The firm also has about $15 billion globally in equity strategies, and is considering building out a multi-asset offering at some point, although this is not a focus currently, said Ahmad. It currently offers balanced multi-asset strategies.

Meanwhile, Brandywine also plans to increase its sales of Ucits products in Asia through channels such as retail and private banks, he noted. To do this, it will make use of Legg Mason’s distribution network and resources in markets like Hong Kong, Singapore and Taiwan.

The firm’s regional Ucits sales are “not significant”, said Ahmad, and developing that part of the business “will be a strong focus”. Brandywine has $6 billion of AUM in Ucits products globally.

Hiring ambitions

As for plans to recruit more staff, Brandywine will add a client-servicing specialist to its five-strong team in Singapore over the next three months. It is also considering hiring a dedicated salesperson for South Korea.

Ahmad covers that market out of Singapore, but he said the firm may put someone in Legg Mason’s Hong Kong office to strengthen its coverage. This would reflect the plan to hire native speakers for certain markets to increase its focus on tier-two institutions.

Brandywine has a portfolio manager and a research economist in Singapore, both focused on Asian sovereign and corporate debt, and a business development executive supporting Ahmad.

Asked whether Brandywine has any plans to set up an onshore presence in China, Ahmad said it was looking at what it could do to help Legg Mason establish a mainland presence. “We’re looking at the different structures we can use to be onshore,” he said.

Brandywine does not yet invest in the onshore renminbi bond market, but he said it was following the market closely to see how it develops.

Fierce competition

Active asset managers are under growing pressure to provide alpha for the fees they charge, given the growth of passive, index-related strategies. How is Brandywine responding in Asia?

“The industry is definitely polarising,” noted Ahmad. “Mid-tier firms are getting acquired, and what’s remaining are the very strong big firms and the boutiques. The larger players will move more into manufacturing passive funds [as part of their business], while the boutiques will remain focused on active management.”

Brandywine’s proposition – seeking alpha through unconstrained fixed income strategies – is therefore more important than ever, he noted, given how low bond yields are.
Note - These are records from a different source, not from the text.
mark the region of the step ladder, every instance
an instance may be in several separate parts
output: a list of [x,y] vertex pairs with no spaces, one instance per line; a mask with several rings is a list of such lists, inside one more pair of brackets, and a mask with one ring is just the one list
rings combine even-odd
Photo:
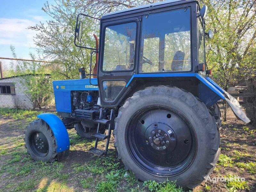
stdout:
[[[101,156],[104,155],[107,155],[108,153],[108,145],[109,143],[109,140],[111,136],[111,132],[112,131],[111,128],[113,125],[113,109],[111,109],[110,112],[110,117],[109,120],[104,119],[101,118],[102,118],[102,108],[100,108],[100,116],[99,119],[95,119],[94,122],[95,123],[98,124],[98,126],[97,128],[97,132],[96,133],[93,135],[93,136],[96,138],[95,141],[95,145],[94,147],[90,149],[89,152],[91,153],[97,155],[98,156]],[[108,135],[102,134],[99,132],[99,130],[100,127],[100,124],[107,124],[108,125]],[[103,140],[107,139],[106,142],[106,148],[105,150],[102,150],[97,148],[98,144],[98,142],[99,140]]]

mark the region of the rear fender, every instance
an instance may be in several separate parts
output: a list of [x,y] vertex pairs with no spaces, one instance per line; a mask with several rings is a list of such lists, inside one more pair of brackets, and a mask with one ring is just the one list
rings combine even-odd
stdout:
[[[246,123],[250,122],[251,121],[246,116],[244,112],[241,109],[241,106],[240,105],[240,104],[237,100],[219,86],[209,77],[206,77],[206,79],[210,83],[213,85],[225,97],[224,100],[227,101],[227,102],[232,109],[232,110],[233,111],[234,114],[238,119],[242,120]],[[226,97],[228,98],[227,98]]]
[[52,129],[56,139],[58,160],[68,156],[69,138],[62,121],[55,115],[51,113],[42,113],[37,116],[45,121]]

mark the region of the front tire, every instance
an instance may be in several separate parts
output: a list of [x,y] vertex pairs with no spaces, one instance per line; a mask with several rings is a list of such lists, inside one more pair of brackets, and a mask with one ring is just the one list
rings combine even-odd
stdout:
[[52,162],[57,159],[56,139],[51,127],[43,120],[35,120],[25,132],[25,147],[36,161]]
[[213,171],[220,134],[214,117],[190,93],[147,87],[126,100],[115,121],[118,158],[137,179],[168,179],[192,188]]

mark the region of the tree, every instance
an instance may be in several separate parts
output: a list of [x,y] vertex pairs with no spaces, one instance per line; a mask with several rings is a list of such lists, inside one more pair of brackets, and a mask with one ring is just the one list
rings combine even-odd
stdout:
[[[213,29],[213,37],[207,44],[206,60],[213,76],[227,91],[244,78],[246,69],[256,38],[255,1],[202,0],[209,11],[206,27]],[[224,120],[227,104],[224,103]]]

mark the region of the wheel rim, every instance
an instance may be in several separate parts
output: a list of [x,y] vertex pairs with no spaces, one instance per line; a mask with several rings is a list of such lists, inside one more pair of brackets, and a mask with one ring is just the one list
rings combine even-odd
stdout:
[[172,176],[183,172],[192,163],[197,145],[194,129],[176,110],[148,106],[134,114],[128,124],[126,144],[129,153],[148,173]]
[[29,136],[29,144],[33,151],[38,156],[43,157],[48,154],[48,141],[45,136],[41,132],[32,132]]

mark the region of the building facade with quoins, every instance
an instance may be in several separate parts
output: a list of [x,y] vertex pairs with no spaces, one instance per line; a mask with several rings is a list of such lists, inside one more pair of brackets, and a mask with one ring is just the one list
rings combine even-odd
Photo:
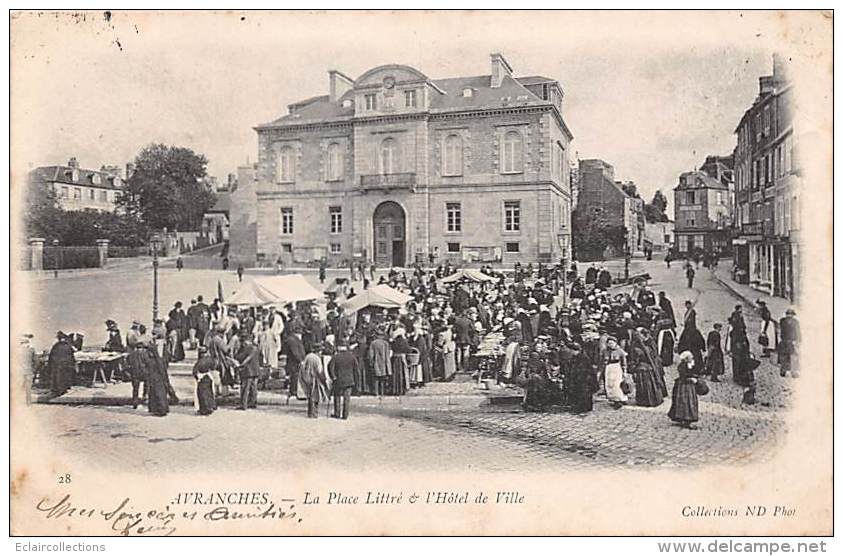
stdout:
[[563,91],[491,74],[431,79],[403,65],[357,79],[259,125],[258,162],[232,194],[231,257],[244,264],[444,260],[557,262],[570,256]]

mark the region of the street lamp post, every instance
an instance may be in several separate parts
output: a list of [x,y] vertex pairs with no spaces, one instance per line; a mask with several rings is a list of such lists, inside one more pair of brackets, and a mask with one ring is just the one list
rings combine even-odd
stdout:
[[152,324],[158,320],[158,246],[161,238],[158,234],[152,236]]

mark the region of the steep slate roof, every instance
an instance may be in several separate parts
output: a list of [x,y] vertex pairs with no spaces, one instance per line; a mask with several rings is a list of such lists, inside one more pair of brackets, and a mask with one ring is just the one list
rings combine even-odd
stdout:
[[[546,106],[547,101],[534,95],[524,85],[555,81],[555,79],[541,76],[523,78],[505,76],[501,86],[493,89],[491,87],[491,75],[431,79],[430,83],[441,89],[445,94],[432,93],[430,112],[443,113],[519,106]],[[472,96],[463,96],[463,90],[466,88],[473,90]],[[290,106],[295,108],[292,114],[281,116],[257,127],[349,121],[354,116],[354,106],[344,108],[342,102],[346,99],[353,99],[353,96],[353,91],[348,91],[337,102],[330,102],[328,95],[310,97],[291,104]],[[508,97],[506,102],[502,100],[504,97]],[[522,98],[519,99],[518,97]]]
[[[79,171],[79,179],[74,181],[73,170],[74,169],[70,166],[39,166],[38,168],[32,170],[30,175],[34,179],[45,182],[57,182],[67,185],[83,185],[85,187],[99,187],[102,189],[122,189],[121,186],[114,185],[114,176],[108,172],[77,168]],[[93,182],[95,174],[100,176],[100,183]]]
[[556,79],[545,77],[543,75],[529,75],[527,77],[516,77],[516,81],[522,85],[538,85],[539,83],[556,83]]
[[[701,185],[686,185],[682,183],[682,176],[686,175],[693,175],[697,178],[697,180],[702,179],[703,183]],[[712,178],[705,172],[701,172],[699,170],[696,172],[683,172],[679,175],[679,178],[679,185],[673,188],[674,191],[683,189],[722,189],[723,191],[729,190],[729,188],[720,183],[720,181]]]
[[230,211],[231,211],[231,194],[230,193],[217,193],[217,202],[214,203],[214,206],[212,206],[207,211],[205,211],[205,214],[212,214],[212,213],[229,214]]
[[[492,76],[455,77],[452,79],[436,79],[433,84],[445,91],[444,95],[434,95],[430,102],[431,112],[451,112],[454,110],[502,108],[508,106],[543,106],[543,101],[515,79],[506,76],[501,86],[492,89]],[[462,95],[463,89],[470,87],[473,94],[470,97]],[[504,103],[501,100],[509,97]],[[518,97],[526,97],[521,100]]]

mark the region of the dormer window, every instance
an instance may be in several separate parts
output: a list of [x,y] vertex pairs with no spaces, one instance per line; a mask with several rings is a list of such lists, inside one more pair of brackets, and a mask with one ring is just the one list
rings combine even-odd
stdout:
[[404,91],[404,107],[416,108],[416,90]]
[[377,97],[374,94],[366,95],[364,98],[366,102],[366,110],[374,110],[377,108]]

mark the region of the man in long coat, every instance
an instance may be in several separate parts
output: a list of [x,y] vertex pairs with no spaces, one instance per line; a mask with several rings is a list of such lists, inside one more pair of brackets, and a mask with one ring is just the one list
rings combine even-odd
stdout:
[[389,357],[389,343],[383,334],[369,344],[369,367],[375,380],[375,394],[380,396],[384,393],[386,377],[392,376],[392,362]]
[[785,376],[788,371],[794,377],[799,376],[799,342],[802,333],[799,329],[799,321],[796,320],[796,311],[788,309],[785,317],[779,321],[781,338],[779,340],[779,365],[780,374]]
[[337,344],[337,350],[337,354],[328,363],[328,375],[333,385],[334,417],[348,419],[351,391],[355,387],[357,377],[360,376],[359,362],[354,354],[348,351],[348,345],[345,342],[340,341]]
[[287,378],[290,381],[290,392],[287,395],[287,399],[289,400],[290,397],[295,397],[298,393],[299,367],[305,358],[301,332],[294,332],[287,335],[284,339],[281,353],[287,356]]
[[298,382],[307,396],[307,416],[319,417],[319,404],[328,401],[328,375],[322,365],[322,348],[316,346],[302,361]]
[[50,390],[55,396],[61,396],[70,390],[76,381],[76,357],[64,332],[59,331],[56,334],[56,343],[53,344],[47,359],[47,369],[50,371]]

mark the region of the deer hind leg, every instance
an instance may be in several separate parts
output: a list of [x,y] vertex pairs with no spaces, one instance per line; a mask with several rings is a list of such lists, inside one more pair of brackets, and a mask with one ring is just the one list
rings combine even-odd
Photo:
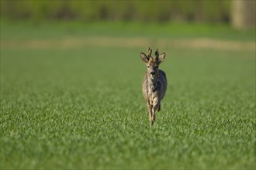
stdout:
[[159,103],[159,107],[158,107],[157,111],[160,111],[160,110],[161,110],[161,104]]
[[152,107],[152,120],[156,120],[156,112],[159,110],[160,102],[158,102],[157,98],[154,98],[153,107]]
[[152,105],[147,104],[147,111],[149,116],[149,124],[150,126],[153,125],[153,120],[152,120]]

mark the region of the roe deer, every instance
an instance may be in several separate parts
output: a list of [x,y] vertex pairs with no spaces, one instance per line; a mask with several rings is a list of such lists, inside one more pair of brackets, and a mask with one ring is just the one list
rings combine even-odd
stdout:
[[165,73],[158,69],[158,66],[165,57],[165,53],[159,55],[158,49],[155,52],[155,57],[151,56],[152,49],[147,49],[147,55],[140,53],[142,61],[147,67],[142,83],[142,92],[146,100],[147,111],[149,114],[149,123],[152,126],[156,118],[156,111],[160,111],[161,100],[164,98],[167,80]]

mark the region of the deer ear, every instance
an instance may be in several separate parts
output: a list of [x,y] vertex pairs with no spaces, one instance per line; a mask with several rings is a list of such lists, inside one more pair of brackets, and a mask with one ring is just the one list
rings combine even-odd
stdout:
[[158,63],[161,63],[164,60],[165,58],[165,53],[161,53],[159,56],[158,56]]
[[141,60],[145,63],[147,63],[149,58],[144,53],[140,53]]

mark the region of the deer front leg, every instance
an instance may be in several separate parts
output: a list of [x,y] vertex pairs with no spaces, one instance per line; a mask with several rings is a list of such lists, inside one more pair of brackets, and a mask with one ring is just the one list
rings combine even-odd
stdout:
[[150,104],[147,104],[147,111],[148,111],[148,116],[149,116],[149,124],[150,126],[153,125],[153,120],[152,120],[152,105]]
[[152,120],[156,120],[156,112],[160,107],[160,102],[157,97],[153,100],[153,107],[152,107]]

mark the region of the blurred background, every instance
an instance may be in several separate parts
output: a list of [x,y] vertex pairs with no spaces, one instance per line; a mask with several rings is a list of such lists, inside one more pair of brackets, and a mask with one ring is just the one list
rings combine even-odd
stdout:
[[1,1],[1,17],[12,20],[203,22],[255,25],[255,1]]

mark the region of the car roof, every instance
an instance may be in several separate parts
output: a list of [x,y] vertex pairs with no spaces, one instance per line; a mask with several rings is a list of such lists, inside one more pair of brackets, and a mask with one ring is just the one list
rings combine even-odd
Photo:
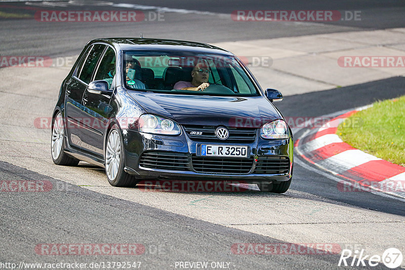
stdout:
[[114,47],[118,50],[176,51],[202,53],[233,55],[219,47],[205,43],[175,39],[136,37],[110,37],[98,38],[90,42],[103,42]]

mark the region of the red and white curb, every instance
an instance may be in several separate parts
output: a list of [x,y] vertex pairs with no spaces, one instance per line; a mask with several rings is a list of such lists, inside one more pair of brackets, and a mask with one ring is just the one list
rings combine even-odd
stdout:
[[338,184],[340,191],[376,191],[405,198],[405,167],[354,148],[336,134],[346,118],[369,107],[344,113],[309,130],[295,142],[295,149],[307,161],[341,177]]

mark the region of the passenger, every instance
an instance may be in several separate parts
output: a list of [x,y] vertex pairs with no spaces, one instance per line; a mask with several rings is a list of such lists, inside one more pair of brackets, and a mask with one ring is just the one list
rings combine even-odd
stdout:
[[[142,69],[141,69],[141,64],[139,61],[130,57],[127,58],[125,63],[125,67],[126,74],[127,74],[127,84],[128,86],[132,89],[145,89],[145,84],[135,78],[137,75],[138,75],[138,77],[140,78]],[[133,79],[130,78],[128,77],[128,71],[130,69],[134,69],[135,71],[135,74]]]
[[210,73],[210,71],[207,63],[198,62],[191,71],[191,77],[192,77],[191,81],[182,80],[178,81],[173,86],[173,89],[202,91],[210,86],[210,84],[208,82]]

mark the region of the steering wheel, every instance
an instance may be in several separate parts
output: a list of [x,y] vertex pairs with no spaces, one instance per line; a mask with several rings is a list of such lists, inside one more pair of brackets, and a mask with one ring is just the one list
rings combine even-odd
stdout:
[[235,94],[227,87],[215,83],[210,83],[210,86],[204,89],[202,92],[208,94]]

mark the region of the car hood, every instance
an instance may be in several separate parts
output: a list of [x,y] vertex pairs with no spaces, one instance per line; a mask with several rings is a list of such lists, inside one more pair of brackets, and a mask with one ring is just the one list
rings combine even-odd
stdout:
[[230,97],[128,91],[148,113],[179,124],[260,127],[281,118],[265,97]]

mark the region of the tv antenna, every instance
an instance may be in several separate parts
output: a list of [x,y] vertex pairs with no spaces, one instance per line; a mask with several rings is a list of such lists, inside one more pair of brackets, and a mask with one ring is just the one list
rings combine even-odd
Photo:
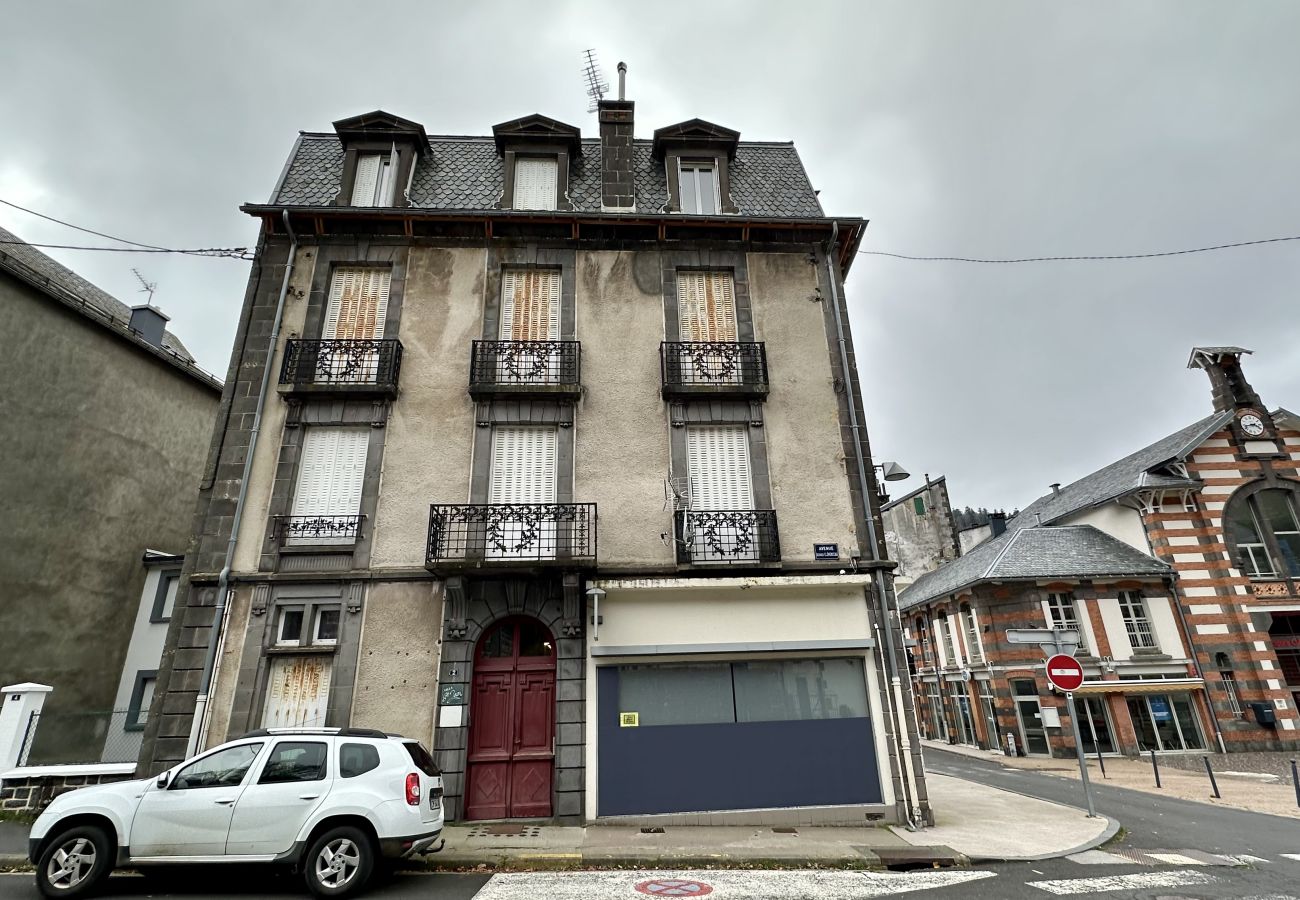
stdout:
[[586,78],[586,95],[590,101],[586,104],[588,112],[595,112],[604,99],[604,92],[610,90],[610,82],[604,81],[601,64],[595,60],[595,49],[582,51],[582,77]]
[[136,293],[139,293],[139,294],[148,294],[150,295],[148,304],[153,306],[153,291],[156,291],[159,289],[159,282],[156,282],[156,281],[153,281],[153,282],[146,281],[144,276],[140,274],[139,269],[131,269],[131,272],[135,273],[135,277],[139,278],[140,280],[140,285],[143,285],[140,287],[140,290],[136,291]]

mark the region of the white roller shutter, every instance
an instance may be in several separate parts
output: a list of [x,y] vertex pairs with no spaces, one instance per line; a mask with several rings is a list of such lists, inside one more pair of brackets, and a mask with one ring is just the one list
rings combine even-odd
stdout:
[[515,160],[515,208],[554,209],[558,178],[554,156],[520,156]]
[[686,429],[686,466],[690,472],[692,509],[754,509],[749,432],[745,425]]
[[560,271],[506,269],[500,281],[500,339],[560,339]]
[[737,341],[731,272],[679,272],[677,323],[682,341]]
[[266,679],[264,728],[322,727],[329,709],[329,657],[277,657]]
[[[555,428],[532,425],[493,429],[491,477],[488,502],[554,503]],[[541,519],[506,519],[489,525],[486,555],[495,559],[555,557],[555,522]]]
[[389,313],[389,269],[338,268],[325,310],[326,341],[378,341]]
[[385,159],[378,153],[365,153],[356,157],[356,177],[352,179],[352,205],[373,207],[374,189],[380,183],[380,169],[386,169]]
[[[308,428],[298,466],[292,516],[358,515],[365,480],[369,429]],[[351,544],[352,537],[303,537],[302,542]]]

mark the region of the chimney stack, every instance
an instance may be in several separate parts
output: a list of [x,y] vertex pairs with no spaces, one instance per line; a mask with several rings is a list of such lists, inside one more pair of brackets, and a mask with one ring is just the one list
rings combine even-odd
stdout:
[[1242,372],[1242,355],[1251,350],[1242,347],[1193,347],[1190,369],[1205,369],[1210,376],[1210,391],[1216,412],[1234,410],[1262,410],[1264,402]]
[[147,303],[131,307],[130,329],[159,350],[162,349],[162,333],[166,330],[166,323],[168,317],[156,307]]
[[636,212],[636,185],[632,179],[632,100],[624,99],[628,66],[619,62],[619,99],[601,100],[601,209]]

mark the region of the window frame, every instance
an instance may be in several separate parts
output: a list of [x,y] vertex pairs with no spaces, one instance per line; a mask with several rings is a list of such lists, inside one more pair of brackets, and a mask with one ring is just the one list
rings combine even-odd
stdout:
[[[1160,640],[1156,637],[1156,626],[1150,620],[1150,607],[1140,590],[1121,590],[1117,597],[1119,602],[1119,618],[1124,622],[1124,633],[1128,637],[1128,646],[1138,650],[1160,650]],[[1135,636],[1149,642],[1138,642]]]
[[[150,709],[144,706],[146,682],[153,682],[153,697],[150,698],[150,706],[152,706],[153,700],[157,697],[159,670],[136,670],[135,684],[131,685],[131,700],[126,704],[126,722],[122,723],[122,731],[144,731],[144,727],[150,722]],[[142,711],[144,713],[144,721],[140,721]]]
[[[1287,479],[1260,480],[1247,485],[1242,490],[1238,490],[1228,499],[1227,506],[1225,506],[1222,525],[1223,542],[1227,545],[1232,567],[1251,581],[1287,581],[1292,585],[1292,588],[1295,588],[1300,584],[1300,571],[1291,572],[1288,570],[1286,564],[1287,558],[1282,553],[1282,545],[1278,541],[1279,532],[1274,531],[1271,525],[1268,525],[1266,519],[1260,510],[1258,497],[1269,490],[1277,490],[1282,494],[1282,501],[1287,505],[1292,522],[1297,525],[1297,528],[1300,528],[1300,484]],[[1251,523],[1254,525],[1254,535],[1258,541],[1243,544],[1232,536],[1232,528],[1228,524],[1228,520],[1242,509],[1242,506],[1245,507]],[[1300,531],[1284,531],[1280,533],[1300,535]],[[1252,572],[1242,566],[1242,554],[1245,551],[1251,557],[1252,566],[1258,570],[1258,567],[1254,566],[1254,554],[1258,550],[1262,550],[1265,562],[1269,563],[1271,570],[1270,572]]]
[[[166,606],[168,588],[176,583],[177,596],[181,592],[181,570],[179,568],[161,568],[159,570],[159,581],[153,589],[153,607],[150,610],[150,624],[161,624],[164,622],[172,620],[172,614],[176,611],[176,600],[172,598],[172,607]],[[166,615],[164,615],[166,613]]]

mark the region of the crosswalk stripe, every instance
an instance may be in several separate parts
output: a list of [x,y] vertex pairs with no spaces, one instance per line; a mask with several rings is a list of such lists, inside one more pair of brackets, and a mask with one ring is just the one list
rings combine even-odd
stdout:
[[1102,891],[1145,891],[1154,887],[1182,884],[1210,884],[1218,879],[1205,871],[1143,871],[1132,875],[1106,875],[1102,878],[1062,878],[1050,882],[1026,882],[1048,893],[1101,893]]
But Ahmad said the firm was not being pressured by clients to reduce fees: “We’re not having such discussions at this point.”

However, a major trend he is seeing among institutional investors in Asia is the larger players steadily building their internal capabilities and shifting more strategies in-house.

They are therefore using fewer asset managers, and only the standout performers offering something different will remain on their platforms, said Ahmad. “When they need beta management they can do it in-house more and more, but when they need alpha, they will look externally.”